Être chrétien, qu'est-ce que cela veut dire aujourd'hui ? Et à quoi nous préparons-nous effectivement en ce temps de Carême ? Quel est le but de nos résolutions de jeûne, si tant est que nous en ayons prises ? Sont-elles encore un moyen de donner une place à Dieu dans notre vie, ou simplement un outil d'auto-optimisation en vue d'un bien-être accru ?
Cette dernière question semble anodine sur un plan personnel, mais elle résume en réalité une question bien plus fondamentale et actuelle : le christianisme est-il d'abord au service du règne de Dieu, ou devient-il un outil du pouvoir des hommes ? Après une époque où l'esprit des Lumières, la raison et le libéralisme avaient pris le pouvoir dans la société occidentale, nous assistons aujourd'hui au retour du christianisme dans les sphères de pouvoir du monde. Poutine s’est allié avec l’Église orthodoxe dans son rêve de la restauration d’une Sainte Russie, et Trump se considère comme élu de Dieu, parvenant à rassembler aussi bien des évangéliques que des catholiques pour le slogan "Make America Great Again".
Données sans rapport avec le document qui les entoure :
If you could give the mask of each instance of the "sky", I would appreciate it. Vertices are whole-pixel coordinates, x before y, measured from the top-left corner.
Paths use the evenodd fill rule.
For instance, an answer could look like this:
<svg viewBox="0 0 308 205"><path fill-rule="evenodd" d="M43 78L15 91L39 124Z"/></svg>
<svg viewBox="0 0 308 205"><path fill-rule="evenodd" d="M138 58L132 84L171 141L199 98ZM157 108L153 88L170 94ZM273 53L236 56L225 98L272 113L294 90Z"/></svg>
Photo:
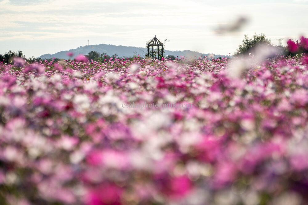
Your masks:
<svg viewBox="0 0 308 205"><path fill-rule="evenodd" d="M156 35L166 49L233 53L245 34L308 35L308 0L0 0L0 53L26 57L102 43L145 47ZM215 30L239 17L241 30Z"/></svg>

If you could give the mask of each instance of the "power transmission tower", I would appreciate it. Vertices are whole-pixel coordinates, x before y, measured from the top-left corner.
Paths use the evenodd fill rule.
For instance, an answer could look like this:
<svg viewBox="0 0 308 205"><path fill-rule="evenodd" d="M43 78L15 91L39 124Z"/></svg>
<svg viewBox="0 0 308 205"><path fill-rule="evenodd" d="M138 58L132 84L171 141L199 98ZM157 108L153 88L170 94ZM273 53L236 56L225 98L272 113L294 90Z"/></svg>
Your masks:
<svg viewBox="0 0 308 205"><path fill-rule="evenodd" d="M278 45L279 45L279 46L282 46L282 40L283 40L284 39L284 38L276 38L276 40L277 40L277 41L278 41L278 42L279 42L279 44L278 44Z"/></svg>

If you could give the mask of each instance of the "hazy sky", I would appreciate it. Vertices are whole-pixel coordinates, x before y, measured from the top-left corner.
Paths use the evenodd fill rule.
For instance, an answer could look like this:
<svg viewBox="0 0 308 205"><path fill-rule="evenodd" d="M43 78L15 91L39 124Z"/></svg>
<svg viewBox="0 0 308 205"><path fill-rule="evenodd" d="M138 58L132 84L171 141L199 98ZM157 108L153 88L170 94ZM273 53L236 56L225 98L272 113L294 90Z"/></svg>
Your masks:
<svg viewBox="0 0 308 205"><path fill-rule="evenodd" d="M245 34L277 38L308 34L308 0L0 0L0 53L26 56L104 43L145 47L154 34L166 49L233 53ZM238 16L240 32L213 30ZM285 42L284 42L285 44Z"/></svg>

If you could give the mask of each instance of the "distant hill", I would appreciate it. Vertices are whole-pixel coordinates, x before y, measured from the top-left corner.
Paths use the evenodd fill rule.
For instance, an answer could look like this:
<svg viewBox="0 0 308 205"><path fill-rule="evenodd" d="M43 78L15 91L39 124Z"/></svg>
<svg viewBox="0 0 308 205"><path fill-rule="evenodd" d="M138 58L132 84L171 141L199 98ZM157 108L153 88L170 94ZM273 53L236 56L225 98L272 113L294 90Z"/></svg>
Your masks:
<svg viewBox="0 0 308 205"><path fill-rule="evenodd" d="M75 49L60 51L54 54L45 54L39 57L44 59L50 59L53 57L55 57L67 60L69 59L69 57L67 56L67 53L69 52L72 52L75 53L75 55L73 57L75 57L79 54L87 55L91 51L96 51L100 53L104 53L109 56L111 56L113 54L116 53L118 56L120 57L131 57L135 54L140 55L141 56L144 57L147 52L147 49L144 48L102 44L86 45L84 46L81 46ZM164 55L166 56L172 55L176 57L177 56L179 57L181 56L187 57L199 57L200 56L208 56L209 54L209 53L205 54L199 52L188 50L174 51L165 50ZM215 58L218 58L221 56L229 57L220 55L215 55Z"/></svg>

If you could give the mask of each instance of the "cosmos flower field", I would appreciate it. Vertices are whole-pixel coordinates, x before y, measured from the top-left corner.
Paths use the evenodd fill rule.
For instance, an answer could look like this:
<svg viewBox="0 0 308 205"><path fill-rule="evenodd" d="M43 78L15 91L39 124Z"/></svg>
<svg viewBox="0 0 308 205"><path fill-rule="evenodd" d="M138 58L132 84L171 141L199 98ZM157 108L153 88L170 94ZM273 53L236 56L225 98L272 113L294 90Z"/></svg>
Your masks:
<svg viewBox="0 0 308 205"><path fill-rule="evenodd" d="M307 57L83 57L0 64L0 204L308 204Z"/></svg>

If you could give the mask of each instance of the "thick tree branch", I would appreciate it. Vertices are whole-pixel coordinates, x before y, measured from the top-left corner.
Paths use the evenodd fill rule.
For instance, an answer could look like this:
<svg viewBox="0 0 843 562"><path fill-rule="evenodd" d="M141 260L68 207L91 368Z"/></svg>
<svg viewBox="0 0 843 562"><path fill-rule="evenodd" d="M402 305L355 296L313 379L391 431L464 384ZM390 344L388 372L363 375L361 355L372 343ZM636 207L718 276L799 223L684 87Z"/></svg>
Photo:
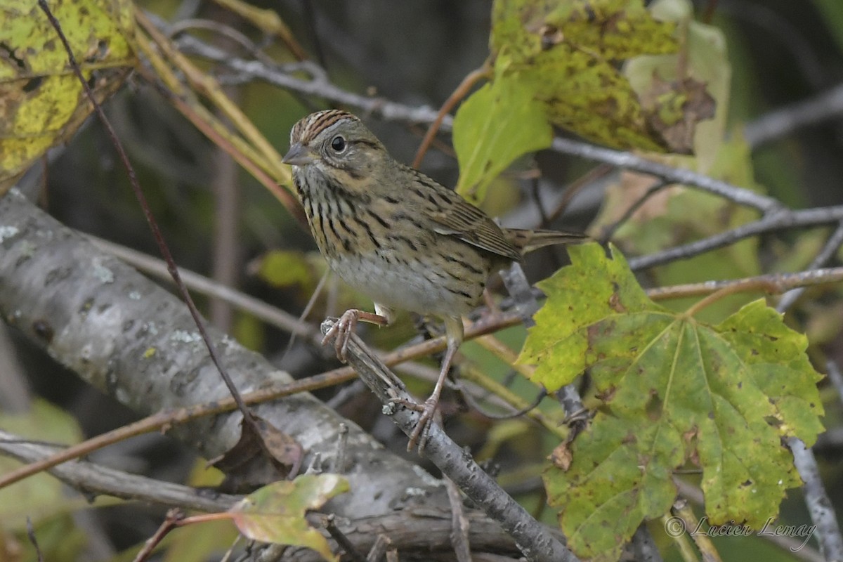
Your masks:
<svg viewBox="0 0 843 562"><path fill-rule="evenodd" d="M333 322L325 320L322 332L326 334ZM401 404L412 402L413 398L404 390L403 384L395 382L395 376L354 334L348 342L348 361L384 404L384 412L402 431L411 435L421 415ZM431 426L423 454L490 517L501 523L527 559L536 562L577 559L481 468L470 454L451 441L438 424Z"/></svg>
<svg viewBox="0 0 843 562"><path fill-rule="evenodd" d="M23 437L0 430L0 451L26 463L46 458L60 447L27 442ZM145 476L130 474L87 461L67 463L50 473L60 480L84 492L112 495L124 500L138 500L200 511L224 511L239 499L210 490L201 490Z"/></svg>
<svg viewBox="0 0 843 562"><path fill-rule="evenodd" d="M134 270L97 250L33 206L15 190L0 199L0 313L82 378L141 414L228 396L183 303ZM256 389L285 372L231 338L212 332L238 388ZM336 412L309 394L255 408L258 415L293 436L307 452L330 462L340 423ZM239 436L239 414L174 427L171 434L207 458ZM407 505L408 488L426 490L431 505L447 506L412 465L384 452L349 425L346 474L352 492L331 508L355 517L382 515Z"/></svg>

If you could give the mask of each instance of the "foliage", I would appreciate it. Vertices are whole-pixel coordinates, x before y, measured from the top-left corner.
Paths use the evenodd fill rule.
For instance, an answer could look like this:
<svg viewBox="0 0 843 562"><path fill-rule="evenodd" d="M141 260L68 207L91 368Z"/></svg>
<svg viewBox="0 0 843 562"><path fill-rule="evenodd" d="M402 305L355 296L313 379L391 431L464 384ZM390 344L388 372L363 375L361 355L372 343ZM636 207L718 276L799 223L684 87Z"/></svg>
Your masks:
<svg viewBox="0 0 843 562"><path fill-rule="evenodd" d="M132 6L126 0L50 3L83 75L90 78L97 71L92 87L100 101L117 90L135 63L126 38L133 24ZM69 140L91 108L37 3L9 0L0 6L0 45L3 195L48 148Z"/></svg>
<svg viewBox="0 0 843 562"><path fill-rule="evenodd" d="M550 125L611 147L691 152L697 122L714 113L706 83L660 68L634 86L618 68L679 50L669 15L641 0L496 2L494 78L454 120L457 190L482 201L518 157L550 145Z"/></svg>
<svg viewBox="0 0 843 562"><path fill-rule="evenodd" d="M519 361L536 365L533 380L550 391L588 371L602 404L570 465L545 474L571 547L616 556L669 509L674 470L689 463L702 469L712 523L762 526L801 484L782 440L810 446L822 431L805 336L761 301L717 325L671 313L614 248L569 252L572 265L540 283L548 301Z"/></svg>
<svg viewBox="0 0 843 562"><path fill-rule="evenodd" d="M253 540L306 546L326 560L339 562L304 515L347 490L348 481L337 474L302 474L250 494L230 513L240 533Z"/></svg>

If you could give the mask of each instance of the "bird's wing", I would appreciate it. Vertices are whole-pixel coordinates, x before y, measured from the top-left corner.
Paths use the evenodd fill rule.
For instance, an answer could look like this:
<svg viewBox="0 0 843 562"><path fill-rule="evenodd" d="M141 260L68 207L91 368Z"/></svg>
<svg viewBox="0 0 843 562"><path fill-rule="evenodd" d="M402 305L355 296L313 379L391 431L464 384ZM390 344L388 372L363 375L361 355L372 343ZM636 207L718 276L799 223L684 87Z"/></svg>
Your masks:
<svg viewBox="0 0 843 562"><path fill-rule="evenodd" d="M421 172L413 171L419 183L430 190L437 201L437 205L432 206L430 212L430 218L435 225L434 232L444 236L455 236L472 246L513 261L521 260L518 249L488 215L454 191Z"/></svg>

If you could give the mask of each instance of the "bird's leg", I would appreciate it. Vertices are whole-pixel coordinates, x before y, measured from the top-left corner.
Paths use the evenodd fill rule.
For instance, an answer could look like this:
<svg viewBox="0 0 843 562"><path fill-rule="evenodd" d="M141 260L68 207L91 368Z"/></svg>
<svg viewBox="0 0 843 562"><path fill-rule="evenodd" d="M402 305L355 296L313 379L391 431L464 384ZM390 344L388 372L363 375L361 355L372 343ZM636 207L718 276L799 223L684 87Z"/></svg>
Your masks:
<svg viewBox="0 0 843 562"><path fill-rule="evenodd" d="M379 310L378 312L380 311ZM354 329L357 326L357 322L360 320L378 324L379 326L385 326L389 324L389 318L386 315L368 313L357 308L351 308L344 312L342 316L334 323L334 325L328 330L328 333L322 338L322 345L325 345L331 338L336 337L334 340L334 349L336 351L337 359L341 361L346 361L346 354L348 352L348 340L352 337L352 334L354 333Z"/></svg>
<svg viewBox="0 0 843 562"><path fill-rule="evenodd" d="M439 396L442 394L442 388L445 386L445 377L451 369L451 362L454 356L459 348L459 344L463 342L463 320L459 316L445 318L445 335L448 340L448 349L445 351L445 358L442 361L442 369L439 371L439 378L436 381L433 392L430 398L425 400L424 406L420 411L422 416L416 424L413 432L410 434L410 442L407 443L407 451L412 451L416 442L419 450L424 450L425 443L427 442L427 433L430 431L430 425L433 421L433 415L436 409L439 407ZM421 440L420 440L421 437Z"/></svg>

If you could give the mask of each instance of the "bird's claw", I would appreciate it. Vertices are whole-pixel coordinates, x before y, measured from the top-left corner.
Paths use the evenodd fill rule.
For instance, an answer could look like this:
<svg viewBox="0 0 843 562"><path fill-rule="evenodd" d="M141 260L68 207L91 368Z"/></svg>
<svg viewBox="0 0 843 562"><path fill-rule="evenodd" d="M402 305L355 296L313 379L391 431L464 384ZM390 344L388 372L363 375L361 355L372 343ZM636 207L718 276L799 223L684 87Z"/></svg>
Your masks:
<svg viewBox="0 0 843 562"><path fill-rule="evenodd" d="M412 403L410 406L413 409L422 412L419 420L416 422L416 427L410 434L410 441L407 442L407 451L412 451L418 444L419 452L424 451L427 440L430 437L430 427L433 425L433 416L436 415L436 409L439 405L439 401L432 398L425 400L424 405Z"/></svg>
<svg viewBox="0 0 843 562"><path fill-rule="evenodd" d="M336 358L346 362L348 354L348 340L352 338L352 334L357 327L359 319L358 310L346 310L330 327L330 329L322 338L322 345L327 345L331 338L334 338L334 351L336 352Z"/></svg>

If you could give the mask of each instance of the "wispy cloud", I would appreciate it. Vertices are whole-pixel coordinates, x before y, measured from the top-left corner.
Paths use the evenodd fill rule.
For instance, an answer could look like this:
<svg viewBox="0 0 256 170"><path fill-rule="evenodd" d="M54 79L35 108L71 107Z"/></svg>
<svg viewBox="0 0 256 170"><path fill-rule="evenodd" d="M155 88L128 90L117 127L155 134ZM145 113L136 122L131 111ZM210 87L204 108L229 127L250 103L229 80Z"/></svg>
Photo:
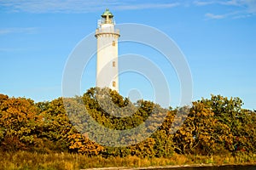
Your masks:
<svg viewBox="0 0 256 170"><path fill-rule="evenodd" d="M221 15L221 14L211 14L211 13L207 13L205 14L205 16L207 18L209 18L209 19L224 19L225 18L225 15Z"/></svg>
<svg viewBox="0 0 256 170"><path fill-rule="evenodd" d="M168 8L177 6L177 3L166 3L159 0L0 0L2 9L9 12L28 13L88 13L102 10L106 8L115 10Z"/></svg>
<svg viewBox="0 0 256 170"><path fill-rule="evenodd" d="M0 29L0 35L10 34L10 33L23 33L23 34L32 34L36 33L36 27L26 27L26 28L4 28Z"/></svg>
<svg viewBox="0 0 256 170"><path fill-rule="evenodd" d="M233 7L232 11L224 12L223 14L207 13L205 16L207 19L224 19L224 18L244 18L256 14L256 1L255 0L215 0L215 1L194 1L195 6L206 5L222 5Z"/></svg>

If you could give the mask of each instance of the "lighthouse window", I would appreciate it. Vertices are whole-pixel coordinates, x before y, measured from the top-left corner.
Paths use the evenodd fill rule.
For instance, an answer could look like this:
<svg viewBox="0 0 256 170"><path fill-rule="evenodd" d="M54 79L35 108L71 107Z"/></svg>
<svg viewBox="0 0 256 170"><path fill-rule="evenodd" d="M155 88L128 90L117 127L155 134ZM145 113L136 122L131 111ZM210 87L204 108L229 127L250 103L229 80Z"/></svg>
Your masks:
<svg viewBox="0 0 256 170"><path fill-rule="evenodd" d="M115 46L115 41L113 41L113 42L112 42L112 45L113 45L113 46Z"/></svg>

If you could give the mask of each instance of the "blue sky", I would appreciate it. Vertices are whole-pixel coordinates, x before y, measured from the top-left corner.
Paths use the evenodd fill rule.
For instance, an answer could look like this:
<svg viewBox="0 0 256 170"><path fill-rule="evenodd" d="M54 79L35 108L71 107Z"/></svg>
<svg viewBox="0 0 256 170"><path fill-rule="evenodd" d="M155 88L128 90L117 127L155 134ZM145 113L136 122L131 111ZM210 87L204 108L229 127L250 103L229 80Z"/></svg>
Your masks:
<svg viewBox="0 0 256 170"><path fill-rule="evenodd" d="M106 8L117 24L153 26L177 44L190 67L194 100L211 94L240 97L245 108L256 109L255 0L0 0L0 93L35 101L61 97L69 54L95 31ZM150 50L119 44L120 55L142 54L175 75L172 65ZM95 86L95 62L94 57L84 70L81 93ZM167 81L170 105L175 107L180 99L178 78ZM120 94L126 96L136 88L152 99L147 83L139 75L124 74Z"/></svg>

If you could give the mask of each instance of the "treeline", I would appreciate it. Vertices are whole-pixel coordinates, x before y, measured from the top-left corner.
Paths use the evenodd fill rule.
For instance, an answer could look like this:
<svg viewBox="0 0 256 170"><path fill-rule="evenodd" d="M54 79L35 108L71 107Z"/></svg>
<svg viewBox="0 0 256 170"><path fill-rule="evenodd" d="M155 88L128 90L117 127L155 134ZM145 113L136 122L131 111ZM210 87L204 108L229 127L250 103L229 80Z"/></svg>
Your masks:
<svg viewBox="0 0 256 170"><path fill-rule="evenodd" d="M116 91L96 88L81 97L50 102L35 103L0 94L0 150L72 152L104 157L255 154L256 112L241 106L239 98L212 95L193 102L191 107L164 109L151 101L131 104ZM96 128L93 133L95 127L88 121L88 115L101 127L116 132L137 127L143 130L134 132L137 139L118 133L108 136L104 128ZM140 141L147 133L148 138L130 146L112 147L116 144L110 144L111 138L124 145Z"/></svg>

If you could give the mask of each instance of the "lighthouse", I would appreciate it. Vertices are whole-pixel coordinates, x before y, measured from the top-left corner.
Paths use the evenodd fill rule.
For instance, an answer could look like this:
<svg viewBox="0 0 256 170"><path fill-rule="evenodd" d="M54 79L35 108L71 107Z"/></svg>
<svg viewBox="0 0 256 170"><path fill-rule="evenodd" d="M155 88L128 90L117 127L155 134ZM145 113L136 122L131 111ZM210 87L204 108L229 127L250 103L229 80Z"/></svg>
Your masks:
<svg viewBox="0 0 256 170"><path fill-rule="evenodd" d="M96 87L119 92L118 39L113 15L107 8L98 20L95 37L97 39Z"/></svg>

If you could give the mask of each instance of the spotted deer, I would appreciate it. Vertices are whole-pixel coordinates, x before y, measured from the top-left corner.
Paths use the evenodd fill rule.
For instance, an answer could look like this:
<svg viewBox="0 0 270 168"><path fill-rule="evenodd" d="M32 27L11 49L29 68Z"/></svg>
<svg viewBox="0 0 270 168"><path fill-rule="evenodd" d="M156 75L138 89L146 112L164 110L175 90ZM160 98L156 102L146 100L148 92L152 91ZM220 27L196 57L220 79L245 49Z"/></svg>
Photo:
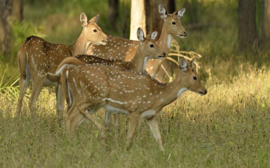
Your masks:
<svg viewBox="0 0 270 168"><path fill-rule="evenodd" d="M182 26L180 19L183 16L185 9L183 8L173 13L168 14L161 4L159 5L160 17L164 20L160 37L157 44L163 49L167 55L169 53L173 36L184 38L187 33ZM110 44L106 46L91 45L87 51L88 54L107 59L115 59L127 61L131 59L136 53L139 46L137 41L130 40L110 36ZM146 69L148 73L155 78L160 65L165 59L150 59Z"/></svg>
<svg viewBox="0 0 270 168"><path fill-rule="evenodd" d="M62 71L66 71L64 68L68 65L65 63L67 60L69 62L76 62L77 59L85 65L97 64L109 65L123 69L143 73L144 71L145 65L149 59L163 59L166 54L154 41L157 35L157 32L154 32L145 38L143 31L141 28L139 28L137 30L137 34L139 45L135 56L130 61L124 61L115 59L104 59L89 55L78 55L75 57L70 57L64 59L57 67L55 74L58 75ZM65 97L68 108L70 108L72 104L71 100L68 95L66 95ZM108 112L106 112L106 116L109 114Z"/></svg>
<svg viewBox="0 0 270 168"><path fill-rule="evenodd" d="M172 82L163 83L147 74L106 65L84 65L78 60L75 63L67 60L62 63L69 65L65 72L62 72L61 81L73 103L64 114L68 121L65 129L72 135L86 118L103 133L104 127L91 114L105 107L114 113L131 115L127 147L130 146L140 117L147 121L161 149L163 150L157 120L162 108L187 90L202 95L207 93L193 67L194 61L188 63L181 58L179 64L181 72Z"/></svg>
<svg viewBox="0 0 270 168"><path fill-rule="evenodd" d="M96 23L99 17L98 15L88 22L85 14L81 14L81 23L83 29L73 45L52 44L35 36L28 37L21 45L18 53L20 94L16 112L17 116L20 115L24 96L30 79L32 90L29 105L32 114L35 111L36 101L43 86L54 86L55 87L59 114L64 102L63 99L60 100L60 87L57 85L59 79L55 75L55 70L65 58L85 53L90 44L107 44L109 41L107 35Z"/></svg>

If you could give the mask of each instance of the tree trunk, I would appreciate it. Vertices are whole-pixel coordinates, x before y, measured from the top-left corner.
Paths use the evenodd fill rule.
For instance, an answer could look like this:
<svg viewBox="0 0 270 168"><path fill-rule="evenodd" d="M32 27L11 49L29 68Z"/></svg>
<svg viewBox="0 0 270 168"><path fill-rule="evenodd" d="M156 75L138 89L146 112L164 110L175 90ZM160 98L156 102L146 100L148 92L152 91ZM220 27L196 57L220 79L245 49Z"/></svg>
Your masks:
<svg viewBox="0 0 270 168"><path fill-rule="evenodd" d="M19 22L22 21L23 7L23 0L0 1L0 52L5 56L7 56L8 60L10 59L9 47L11 33L10 18L14 17Z"/></svg>
<svg viewBox="0 0 270 168"><path fill-rule="evenodd" d="M263 1L262 40L264 45L270 42L270 0Z"/></svg>
<svg viewBox="0 0 270 168"><path fill-rule="evenodd" d="M146 34L144 0L132 0L130 39L138 40L137 29L140 27Z"/></svg>
<svg viewBox="0 0 270 168"><path fill-rule="evenodd" d="M126 17L126 9L125 9L125 0L122 3L122 37L127 38L127 19Z"/></svg>
<svg viewBox="0 0 270 168"><path fill-rule="evenodd" d="M109 22L114 28L116 27L116 23L119 14L119 0L109 0Z"/></svg>
<svg viewBox="0 0 270 168"><path fill-rule="evenodd" d="M23 16L23 0L13 0L12 15L20 22Z"/></svg>
<svg viewBox="0 0 270 168"><path fill-rule="evenodd" d="M255 0L239 0L238 45L243 51L254 48L257 40Z"/></svg>
<svg viewBox="0 0 270 168"><path fill-rule="evenodd" d="M167 2L167 6L168 7L167 11L169 13L172 13L176 11L175 0L168 0Z"/></svg>
<svg viewBox="0 0 270 168"><path fill-rule="evenodd" d="M163 21L159 13L159 5L162 0L145 0L144 7L146 13L146 32L147 34L154 31L158 33L156 39L159 39L162 29ZM166 4L167 5L167 4ZM166 5L164 7L166 8Z"/></svg>
<svg viewBox="0 0 270 168"><path fill-rule="evenodd" d="M8 53L10 40L10 25L9 20L12 11L12 1L0 1L0 49L5 55Z"/></svg>

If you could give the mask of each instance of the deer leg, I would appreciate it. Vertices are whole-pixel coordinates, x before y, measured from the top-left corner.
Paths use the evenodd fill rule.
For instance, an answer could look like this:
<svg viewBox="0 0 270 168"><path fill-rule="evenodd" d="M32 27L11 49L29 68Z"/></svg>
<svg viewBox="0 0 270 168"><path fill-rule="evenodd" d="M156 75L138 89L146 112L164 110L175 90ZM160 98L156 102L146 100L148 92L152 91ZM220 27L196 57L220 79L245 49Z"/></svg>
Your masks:
<svg viewBox="0 0 270 168"><path fill-rule="evenodd" d="M22 106L22 101L25 94L25 91L28 85L29 80L29 78L27 78L27 76L25 80L24 80L22 76L20 75L20 94L18 99L18 104L17 104L17 109L16 110L16 116L17 117L19 117L21 113Z"/></svg>
<svg viewBox="0 0 270 168"><path fill-rule="evenodd" d="M30 108L30 111L32 115L36 114L36 105L37 101L40 92L42 88L42 86L45 80L45 79L43 78L37 77L32 80L32 83L33 84L33 89L31 96L29 100L28 104Z"/></svg>
<svg viewBox="0 0 270 168"><path fill-rule="evenodd" d="M148 123L149 128L153 133L153 135L159 145L160 149L162 151L164 151L164 148L162 144L161 134L160 134L160 131L158 124L157 117L156 116L154 117L151 119L147 120L147 122Z"/></svg>
<svg viewBox="0 0 270 168"><path fill-rule="evenodd" d="M115 141L117 143L118 143L118 140L119 136L119 120L120 115L119 114L114 114L114 128L115 128Z"/></svg>
<svg viewBox="0 0 270 168"><path fill-rule="evenodd" d="M56 96L56 108L59 124L61 119L61 113L62 111L65 104L63 94L61 89L61 85L58 85L55 87L55 94Z"/></svg>
<svg viewBox="0 0 270 168"><path fill-rule="evenodd" d="M127 137L127 142L126 146L127 149L128 149L130 146L132 139L134 136L134 133L136 130L138 122L140 119L140 114L136 112L132 112L131 113L130 121L129 123L129 126L128 128L128 132Z"/></svg>
<svg viewBox="0 0 270 168"><path fill-rule="evenodd" d="M69 132L70 130L70 120L69 116L70 114L74 110L74 108L77 108L75 105L75 103L72 104L71 107L70 108L68 108L66 111L64 113L63 115L63 118L64 119L64 130L67 132Z"/></svg>
<svg viewBox="0 0 270 168"><path fill-rule="evenodd" d="M81 103L80 105L78 106L78 108L84 117L90 121L93 122L97 125L98 128L101 132L102 136L103 136L104 134L104 132L105 130L105 127L94 117L93 117L91 115L89 114L87 110L88 107L92 106L91 105L90 103L85 104L83 103Z"/></svg>
<svg viewBox="0 0 270 168"><path fill-rule="evenodd" d="M76 128L85 119L84 116L80 113L77 107L74 108L72 107L70 108L70 109L72 109L73 111L68 117L68 119L70 127L69 130L70 135L72 136L74 134Z"/></svg>
<svg viewBox="0 0 270 168"><path fill-rule="evenodd" d="M109 127L111 122L111 112L107 109L105 114L105 125L107 128Z"/></svg>

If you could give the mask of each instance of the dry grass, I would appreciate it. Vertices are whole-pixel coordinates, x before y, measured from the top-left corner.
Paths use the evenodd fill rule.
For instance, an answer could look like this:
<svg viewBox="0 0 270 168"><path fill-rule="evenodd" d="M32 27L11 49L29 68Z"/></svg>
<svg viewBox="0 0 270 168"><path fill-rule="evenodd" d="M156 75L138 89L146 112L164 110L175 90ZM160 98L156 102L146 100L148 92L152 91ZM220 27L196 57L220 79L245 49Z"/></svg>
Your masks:
<svg viewBox="0 0 270 168"><path fill-rule="evenodd" d="M232 82L218 84L210 75L207 95L187 91L164 108L159 121L164 152L145 121L127 151L128 116L121 117L117 149L113 127L103 140L85 121L68 138L58 124L52 89L43 90L37 118L25 102L21 117L15 119L16 99L1 95L0 167L269 167L270 72L242 66L247 70L238 67L239 75ZM95 115L103 122L104 115Z"/></svg>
En tant que chrétiens, ce développement doit nous interpeller. Comment notre religion, que l'on déplore sans cesse en raison de son déclin depuis des années, peut-elle redevenir une justification du pouvoir, de l’égoïsme des nations et de la haine de l’autre ? L’attirance traditionnelle d’une certaine forme de catholicisme pour des courants nationalistes de droite doit, à plus forte raison, nous amener à réfléchir. Quel est donc le christianisme dont nous voulons témoigner ? Et quelles sont les attitudes et convictions qui nous empêchent de succomber aux tentations diaboliques de la sécurité, du pouvoir et de la gloire perverties (Lc14, 1-13) ?
Commençons par nous rappeler que tous les êtres humains, indépendamment de leur origine, de leur race ou de leur religion, sont les enfants bien-aimés de Dieu. Ce n’est évidemment pas toujours facile à saisir lorsque l’on constate l’hostilité et la cruauté dans le monde, ainsi que notre propre impuissance, en tant qu’individus, à y changer quoi que ce soit. Mais c'est justement là que notre propre responsabilité entre en jeu, ce qu'Etty Hillesum a si bien saisi dans son journal : « Je ne crois plus que nous puissions corriger quoi que ce soit dans le monde extérieur, si nous n'avons d’abord corrigé ce qui est en nous ».
Et Etty nous révèle également quelle est la dimension la plus importante et urgente à corriger : « Si la paix s’installe un jour, elle ne pourra être authentique si chaque individu fait d’abord la paix en soi-même, extirpe tout sentiment de haine pour son prochain, pour quelque race ou quelque peuple que ce soit, (…) et la change en autre chose, qui n’est plus de la haine, peut-être même à la longue en amour ».
Changer la haine en amour, aimer nos ennemis et ceux qui nous haïssent, c’est bien un élément central de la prédication de Jésus. Mais nous sentons bien combien cela est difficile et tout sauf évident. Il est tellement plus simple de se complaire dans sa colère et son indignation face aux autres que de reconnaître que ces autres partagent finalement la même humanité que nous. C’est naturel, mais l’Évangile nous invite à dépasser ce naturel avec l’aide de Dieu. Osons l’aventure ! Essayons de dépasser nos petits efforts d’auto-sanctification par le renoncement au chocolat ou à l’alcool pour aller à l’essentiel : faire la paix en nous-mêmes. Ce n’est pas d’abord une question de volonté, mais de prière. Demandons chaque jour la grâce et le courage d’affronter nos haines et de les transformer petit à petit en amour – avec l’aide de Dieu et pour la paix du monde.